Pelanggaran HAM Tambang Nikel Raja AmpatKomnas HAM menemukan potensi pelanggaran hak asasi manusia dalam aktivitas tambang nikel di Raja Ampat. Investigasi menyebutkan adanya risiko kerusakan lingkungan dan konflik sosial.

Komnas HAM Turun ke Lokasi Tambang untuk Investigasi Pelanggaran HAM

Komnas HAM meninjau langsung lokasi tambang nikel di Pulau Gag, Raja Ampat. Dari hasil kunjungan itu, lembaga ini melihat indikasi pelanggaran hak asasi manusia yang cukup serius. Terkait adanya indikasi Pelanggaran HAM pada tabang nikel Raja Ampat

Investigasi dilakukan dengan pendekatan tematik. Tim menilai bahwa aktivitas pertambangan tidak hanya berdampak lingkungan, tetapi juga sosial dan budaya warga sekitar.

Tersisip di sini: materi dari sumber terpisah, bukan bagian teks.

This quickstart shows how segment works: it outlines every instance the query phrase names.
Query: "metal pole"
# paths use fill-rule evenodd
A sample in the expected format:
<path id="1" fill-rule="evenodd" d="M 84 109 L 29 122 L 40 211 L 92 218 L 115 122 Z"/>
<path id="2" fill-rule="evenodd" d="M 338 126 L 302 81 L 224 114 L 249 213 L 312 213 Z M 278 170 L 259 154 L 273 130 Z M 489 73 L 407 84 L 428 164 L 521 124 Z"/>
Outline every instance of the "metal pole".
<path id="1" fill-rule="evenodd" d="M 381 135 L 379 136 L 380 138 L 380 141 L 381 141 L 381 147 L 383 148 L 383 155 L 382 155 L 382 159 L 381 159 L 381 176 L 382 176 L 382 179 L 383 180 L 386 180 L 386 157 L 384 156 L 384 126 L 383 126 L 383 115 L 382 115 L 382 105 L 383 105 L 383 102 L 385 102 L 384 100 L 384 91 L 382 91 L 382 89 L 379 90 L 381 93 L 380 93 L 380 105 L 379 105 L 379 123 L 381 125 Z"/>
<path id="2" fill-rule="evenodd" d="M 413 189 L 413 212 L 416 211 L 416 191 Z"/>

Potensi Gangguan Hak Hidup dan Lingkungan

Komisioner Komnas HAM mengungkapkan bahwa tambang tersebut berisiko mengganggu hak hidup masyarakat lokal. Aktivitas eksplorasi dan eksploitasi bisa mengancam sumber air bersih, ruang hidup, hingga kesehatan masyarakat.

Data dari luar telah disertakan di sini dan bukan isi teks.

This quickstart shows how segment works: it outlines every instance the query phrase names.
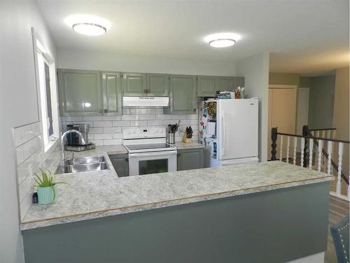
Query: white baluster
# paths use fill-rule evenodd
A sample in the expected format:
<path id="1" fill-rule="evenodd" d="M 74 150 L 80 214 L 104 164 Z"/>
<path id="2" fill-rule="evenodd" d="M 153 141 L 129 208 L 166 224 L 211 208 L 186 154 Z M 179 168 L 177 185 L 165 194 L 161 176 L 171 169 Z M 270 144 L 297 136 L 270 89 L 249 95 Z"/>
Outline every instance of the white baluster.
<path id="1" fill-rule="evenodd" d="M 300 166 L 304 167 L 304 149 L 305 149 L 305 138 L 302 137 L 300 140 Z"/>
<path id="2" fill-rule="evenodd" d="M 318 140 L 318 159 L 317 164 L 317 170 L 321 172 L 321 161 L 322 161 L 322 149 L 323 148 L 323 140 Z"/>
<path id="3" fill-rule="evenodd" d="M 309 149 L 310 151 L 309 152 L 309 169 L 312 169 L 312 159 L 314 157 L 314 139 L 310 139 L 309 140 L 309 144 L 310 144 Z"/>
<path id="4" fill-rule="evenodd" d="M 319 136 L 320 136 L 320 131 L 319 130 L 316 130 L 315 131 L 315 137 L 318 137 Z M 318 141 L 317 140 L 316 140 L 316 142 L 318 142 Z M 315 148 L 316 148 L 316 146 L 317 146 L 317 144 L 315 145 Z M 316 151 L 316 150 L 315 150 L 315 151 Z M 315 152 L 315 154 L 317 154 L 317 153 Z M 316 156 L 315 156 L 315 165 L 316 163 L 318 163 L 318 154 L 316 154 Z"/>
<path id="5" fill-rule="evenodd" d="M 293 164 L 295 165 L 297 163 L 297 144 L 298 137 L 294 137 L 294 147 L 293 147 Z"/>
<path id="6" fill-rule="evenodd" d="M 337 178 L 337 194 L 340 195 L 340 191 L 342 189 L 342 162 L 343 161 L 343 149 L 344 144 L 342 142 L 339 143 L 338 149 L 338 176 Z"/>
<path id="7" fill-rule="evenodd" d="M 332 167 L 332 142 L 328 141 L 328 165 L 327 166 L 327 173 L 330 175 L 331 173 L 331 167 Z"/>
<path id="8" fill-rule="evenodd" d="M 279 161 L 282 161 L 284 136 L 281 135 L 280 138 L 281 138 L 281 140 L 280 140 L 280 145 L 279 145 Z"/>
<path id="9" fill-rule="evenodd" d="M 349 177 L 350 178 L 350 170 L 349 171 Z M 350 197 L 350 186 L 348 185 L 348 198 Z"/>
<path id="10" fill-rule="evenodd" d="M 287 136 L 287 158 L 286 159 L 286 162 L 289 163 L 289 136 Z"/>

Laporan ini juga menyebutkan bahwa tidak cukup hanya menilai dari pengamatan visual. Diperlukan kajian ilmiah untuk memastikan dampak ekologis secara menyeluruh.

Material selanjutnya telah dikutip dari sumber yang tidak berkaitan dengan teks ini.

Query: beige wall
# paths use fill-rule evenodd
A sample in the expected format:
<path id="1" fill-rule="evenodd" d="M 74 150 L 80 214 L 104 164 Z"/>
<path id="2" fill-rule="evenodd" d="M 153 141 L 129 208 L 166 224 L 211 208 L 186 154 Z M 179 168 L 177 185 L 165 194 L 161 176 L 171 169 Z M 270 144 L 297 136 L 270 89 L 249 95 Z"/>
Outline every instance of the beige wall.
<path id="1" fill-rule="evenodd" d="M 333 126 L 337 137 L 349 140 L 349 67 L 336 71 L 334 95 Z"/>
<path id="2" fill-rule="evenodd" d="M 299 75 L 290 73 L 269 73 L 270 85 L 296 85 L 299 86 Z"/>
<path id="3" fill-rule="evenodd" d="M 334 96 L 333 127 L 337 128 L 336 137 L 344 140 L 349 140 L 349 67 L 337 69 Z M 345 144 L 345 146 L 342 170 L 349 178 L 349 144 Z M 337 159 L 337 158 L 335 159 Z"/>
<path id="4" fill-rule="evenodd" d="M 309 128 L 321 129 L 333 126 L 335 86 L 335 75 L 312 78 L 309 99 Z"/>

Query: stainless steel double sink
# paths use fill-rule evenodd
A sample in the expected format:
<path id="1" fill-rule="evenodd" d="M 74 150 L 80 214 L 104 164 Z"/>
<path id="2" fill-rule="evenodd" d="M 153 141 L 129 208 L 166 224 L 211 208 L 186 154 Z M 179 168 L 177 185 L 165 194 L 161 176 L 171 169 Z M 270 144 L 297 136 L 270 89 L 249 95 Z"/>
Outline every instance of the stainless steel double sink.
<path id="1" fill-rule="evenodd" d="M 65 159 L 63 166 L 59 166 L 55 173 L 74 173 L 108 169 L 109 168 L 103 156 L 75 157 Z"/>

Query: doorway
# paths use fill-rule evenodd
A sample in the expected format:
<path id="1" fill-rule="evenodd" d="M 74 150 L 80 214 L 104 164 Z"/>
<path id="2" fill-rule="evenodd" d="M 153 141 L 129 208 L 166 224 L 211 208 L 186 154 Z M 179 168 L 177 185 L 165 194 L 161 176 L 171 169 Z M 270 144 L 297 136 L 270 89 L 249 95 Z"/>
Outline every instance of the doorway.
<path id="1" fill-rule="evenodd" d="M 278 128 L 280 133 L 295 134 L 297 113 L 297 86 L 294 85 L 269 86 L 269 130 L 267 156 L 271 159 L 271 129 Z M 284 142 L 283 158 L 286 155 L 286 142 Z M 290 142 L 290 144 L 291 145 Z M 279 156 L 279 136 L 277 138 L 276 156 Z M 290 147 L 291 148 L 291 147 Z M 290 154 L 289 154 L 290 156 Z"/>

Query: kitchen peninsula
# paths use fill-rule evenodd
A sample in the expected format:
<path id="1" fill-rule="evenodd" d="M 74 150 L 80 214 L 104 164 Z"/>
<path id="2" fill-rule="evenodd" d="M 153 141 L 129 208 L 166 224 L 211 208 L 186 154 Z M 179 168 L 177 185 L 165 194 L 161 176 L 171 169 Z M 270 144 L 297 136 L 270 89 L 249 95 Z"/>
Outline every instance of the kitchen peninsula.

Warga Mengeluh Minimnya Keterlibatan

Masyarakat mengaku tidak dilibatkan secara aktif dalam proses konsultasi. Beberapa warga mengaku tidak memahami sepenuhnya rencana aktivitas tambang yang berlangsung.

Komnas HAM menilai bahwa prinsip FPIC (Free, Prior and Informed Consent) tidak dijalankan secara maksimal. Hal ini menjadi salah satu indikator pelanggaran HAM dalam konteks masyarakat adat.

Komnas HAM Desak Evaluasi Menyeluruh

Lembaga ini meminta pemerintah untuk mengevaluasi ulang izin tambang di kawasan tersebut. Selain itu, perlu adanya peninjauan kebijakan yang menjamin perlindungan terhadap komunitas lokal dan ekosistem Raja Ampat.

Komnas HAM juga menegaskan pentingnya mengedepankan prinsip keadilan ekologis dan penghormatan terhadap hak-hak masyarakat adat dalam setiap aktivitas pertambangan.